Generalized equivariant cohomology and stratifications (Q2827401)

Let \(T\) be a compact torus and let \(T_{\mathbb C}\) denote its complexification. Let \(E^\ast_{T}\) be a generalized \(T\)-equivariant cohomology. In this paper the authors provide a systematic framework to compute \(E^\ast_{T}(X)\) for a smooth complex projective \(T_{\mathbb C}\)-variety \(X\) with an equivariant stratification.

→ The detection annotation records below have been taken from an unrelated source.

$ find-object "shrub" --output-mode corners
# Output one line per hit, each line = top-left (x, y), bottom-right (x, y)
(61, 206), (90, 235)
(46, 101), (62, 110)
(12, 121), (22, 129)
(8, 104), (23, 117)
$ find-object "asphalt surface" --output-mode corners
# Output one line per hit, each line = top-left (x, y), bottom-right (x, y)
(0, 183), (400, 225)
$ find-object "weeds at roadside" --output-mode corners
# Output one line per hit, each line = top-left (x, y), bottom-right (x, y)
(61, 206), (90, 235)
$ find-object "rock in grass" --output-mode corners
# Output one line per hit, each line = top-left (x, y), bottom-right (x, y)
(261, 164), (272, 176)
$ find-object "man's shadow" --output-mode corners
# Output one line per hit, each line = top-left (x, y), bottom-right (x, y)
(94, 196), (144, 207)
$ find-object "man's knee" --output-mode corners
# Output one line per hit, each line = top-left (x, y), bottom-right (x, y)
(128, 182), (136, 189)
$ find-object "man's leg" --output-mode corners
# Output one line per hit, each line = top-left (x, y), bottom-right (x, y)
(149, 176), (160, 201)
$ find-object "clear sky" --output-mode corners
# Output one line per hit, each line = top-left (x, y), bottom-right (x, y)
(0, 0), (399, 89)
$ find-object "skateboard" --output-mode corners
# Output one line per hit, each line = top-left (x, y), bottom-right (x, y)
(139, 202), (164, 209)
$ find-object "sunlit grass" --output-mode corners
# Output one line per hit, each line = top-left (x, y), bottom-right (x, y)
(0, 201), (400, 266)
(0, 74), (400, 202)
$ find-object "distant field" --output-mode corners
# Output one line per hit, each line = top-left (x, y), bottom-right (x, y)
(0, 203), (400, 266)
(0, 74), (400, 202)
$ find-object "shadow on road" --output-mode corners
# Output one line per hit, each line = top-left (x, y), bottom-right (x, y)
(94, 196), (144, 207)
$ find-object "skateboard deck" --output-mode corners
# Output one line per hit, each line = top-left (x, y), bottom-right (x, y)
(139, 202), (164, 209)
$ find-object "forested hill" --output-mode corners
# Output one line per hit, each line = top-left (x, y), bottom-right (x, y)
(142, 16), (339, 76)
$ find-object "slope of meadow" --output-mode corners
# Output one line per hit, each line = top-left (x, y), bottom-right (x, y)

Specifically this research is focused on the case where \(E^\ast_{T}\) is ordinary equivariant cohomology \(H^\ast_{T}\), equivariant \(K\)-theory \(K^\ast_{T}\) or equivariant complex cobordism \({MU}^\ast_{T}\). Indeed, in this case the authors prove that if \(X\) can be written as the direct limit of a sequence \(X_0\subseteq X_1\subseteq X_2\subseteq\cdots\) of equivariant closed embeddings of smooth complex projective \(T_{\mathbb C}\)-varieties, each \(X_i\) having finitely many \(T\)-fixed points, then there is an isomorphism NEWLINE\[NEWLINEE^\ast_{T}(X)\cong\prod_{x\in X}^{T} E^\ast_{T}({pt})NEWLINE\]NEWLINE of \(E^\ast_{T}({pt})\)-modules (Theorem 1). In addition, the authors present an example of a \(T\)-space \(X\) satisfying the hypotheses posed above. Let \(G\) be a simply-connected complex semisimple Lie group and \(T\subseteq G\) be a maximal torus. If we denote by Gr its affine Grassmannian, then we find that Gr actually is the desired \(T\)-space having a natural stratification. In fact, by using the ideas discussed for proving the above isomorphism the authors obtain \(E^\ast_{T}(\mathrm{Gr})\cong \prod_{\lambda\in X_\ast(T)} E^\ast_{T}({pt})\) as \(E^\ast_{T}({pt})\)-modules. Here \(X_\ast(T)=\mathrm{Hom}(\mathbb C^\ast,T_{\mathbb C})\).